Masterminded by Michael Grandage, this boldly imaginative season at the Sheffield Crucible aims to share the deep pleasure of Gill's drama with a wider audience. It is all the more admirable for two reasons. It was planned long before his recent play The York Realist proved such an unexpected hit in London earlier this year. And it dispels any whiff of necrophilia by presenting Gill as a creative work in progress. A retrospective of four earlier pieces is programmed alongside the main house premiere of his new play, Original Sin, a reworking of the "Lulu" legend, with a boy as the lust-object.

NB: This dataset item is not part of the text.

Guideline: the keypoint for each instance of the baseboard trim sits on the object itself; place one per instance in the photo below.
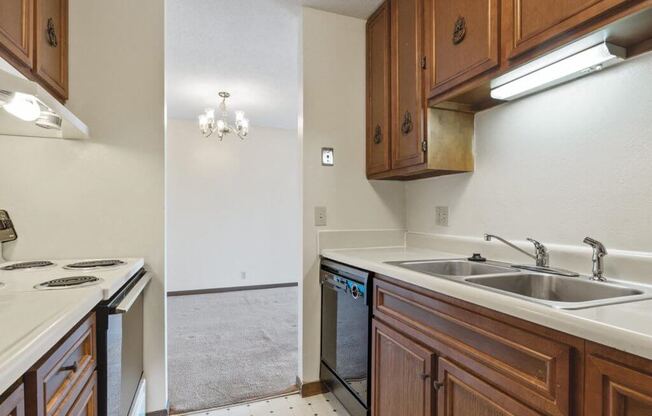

The season has begun with three of the revivals. The best of these pieces – Small Change (1976) and Kick for Touch (1983) – are rooted in Gill's imaginative homeland. This is Catholic, working-class Wales where the poverty is so bad you have to hide from the rent man. The theme of gifted sons who struggle to extricate themselves from the apron strings of mothers might lead you to expect a reverent rerun of Lawrence, with the addition of an equally agonised bond between brothers or male childhood friends. But these immaculately cast and beautifully nuanced productions – directed respectively by Rufus Norris and Josie Rourke – are powerful eye-openers to Gill's breathtaking audacity with form and dialogue.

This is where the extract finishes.